A la fuerza hacía las comidas, pues los nervios, en el estómago, le impedían cualquier abundante trasegar de alimentos.
Lloró Rosa María Cárdenas en alguna tarde invernal y obscura, tumbada en el lecho de su habitación, mientras su padre ensayaba al piano y mientras su madre pasaba a limpio, en papel pautado, las inspiraciones recientes del esposo, al que habían encargado una música para un programa de televisión con concursantes.
Fue precisamente al concluir un concierto de piano ofrecido por su padre cuando Rosa María Cárdenas y el coronel se conocieron. Había organizado la velada musical la agregaduría cultural de la Embajada que representaba al país del coronel, y en los propios salones para actos de la ostentosa misión diplomática.
Gonzalo González fue testigo presencial del encuentro (el padre de Rosa María Cárdenas, Don Everildo, conocedor de su devoción por los músicos españoles –la cultura musical del profesor era poca– en persona había llevado al Instituto una invitación con la que lo instaba a presenciar su recital), y contempló el asedio, la solicitud con que trataba el militar a la joven, desde el momento mismo en que hizo su entrada en el salón.
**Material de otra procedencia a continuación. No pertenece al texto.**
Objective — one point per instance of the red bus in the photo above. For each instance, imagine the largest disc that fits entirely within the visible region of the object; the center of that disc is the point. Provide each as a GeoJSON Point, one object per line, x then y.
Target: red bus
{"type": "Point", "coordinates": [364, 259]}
Supo comprenderlo, porque su alumna, vistiendo como una chica mayor, era la más hermosa de cuantas mujeres había en aquel salón de actos decorado con gusto escaso y de aforo menguado.
(Un sucio biombo apartaba el lugar de otro salón, contiguo, en donde vio, osando husmear por entre las telas raídas del artilugio, sillas, mesas, cuadros y banderas, amontonado todo y sin duda a la espera de una ubicación nueva).
Miradas, sonrisas que el coronel dirigía a Rosa María Cárdenas, su alumna, durante el concierto; que continuaron al finalizar el pianista su bis; pero entonces, ya, mientras conversaba con la muchacha y con sus padres.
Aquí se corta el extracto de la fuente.